Самарский молча наблюдал за мной, словно читая по моему лицу смену давно забытых детских страхов и взрослого озарения. Наконец он нарушил молчание:
— Мы предлагаем вам работу. Формально — «логиста-аналитика» в особой группе при Минтрансе. Фактически — проводника. Ваша задача — сопровождать особые грузы по Транссибу и фиксировать... аномалии. Те самые «поля тоски», которые вы так чутко описали. Ваше детское «отклонение» — не болезнь. Это редкий дар. И настало время им воспользоваться.
Я не ответил, задумчиво рассматривая облупившуюся штукатурку на потолке. Самарский по-своему понял мое молчание.
— Порфирий Викторович, вы сейчас работаете ночным сторожем. Охраняете руины. — Он произнес это без насмешки, как констатацию факта. — Новая работа будет… чем-то похожа. Только охранять придется не заброшенный завод, а нечто более ценное и куда менее осязаемое. И вы будете делать это в движении. По сути, вы останетесь смотрителем, но вашим постом станет Транссибирская магистраль. Единственное отличие — кроме смены декораций — это оплата. Она будет существенно выше вашей нынешней, кроме того, мы можем предоставить служебное жилье в Москве.
Он пододвинул ко мне какие-то документы.
— Никто вас не заставляет. Это дело добровольного выбора. Но должен предупредить: если согласитесь — возврата к прошлой жизни не будет. Вы погрузитесь в дело государственной важности, из которого уже не выйдете простым увольнением по собственному желанию. Придется дать подписку о неразглашении, после этого я сразу введу вас в курс дела.

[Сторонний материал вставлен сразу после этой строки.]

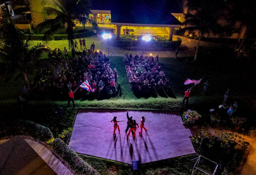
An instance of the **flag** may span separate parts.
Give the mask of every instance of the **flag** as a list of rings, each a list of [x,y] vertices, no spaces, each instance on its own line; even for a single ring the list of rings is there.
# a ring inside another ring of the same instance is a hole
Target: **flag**
[[[199,84],[201,82],[202,79],[200,80],[191,80],[191,79],[186,79],[184,82],[184,84],[188,85],[190,84],[194,84],[195,85]]]
[[[80,87],[90,92],[94,93],[95,91],[95,89],[92,89],[92,88],[87,80],[86,80],[81,85],[80,85]]]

Я посмотрел на чистый бланк договора. Вся моя жизнь — ночные бдения, непонятые теории, чувство изгоя — вдруг обрела чудовищный смысл. Меня покупали. Покупали мою патологию, мою тоску, мое одиночество. И предлагали за них то, чего мне всегда не хватало — цель и средства к существованию.
— А… какие именно грузы придется сопровождать? — выдавил я.
— Грузы, — Самарский тонко улыбнулся, — будут особенные. Не переживайте, это не оружие и не наркотики – ничего запрещенного. Просто кое-что, что требует именно вашего типа восприятия. Первый рейс — через неделю. Владивосток–Москва. Время в пути – примерно 40 дней. — Он протянул ручку. — Согласны?
Вопрос повис в воздухе. Но ответ был предрешен еще в детстве, на том самом подоконнике. Пустота всегда вела меня к этому кабинету. И теперь она предлагала контракт.
- Я согласен. Но почему так долго? Насколько мне известно, из Владивостока в столицу можно доехать намного быстрее.
Самарский наклонил голову вперед.
- Видите ли, Порфирий – скорость не всегда является главным фактором. Зачастую важно следование правильному пути. А сам путь может оказаться куда более протяженным, чем казалось вначале. Вы главное вот здесь подпишите, и вот тут тоже, где галочки проставлены.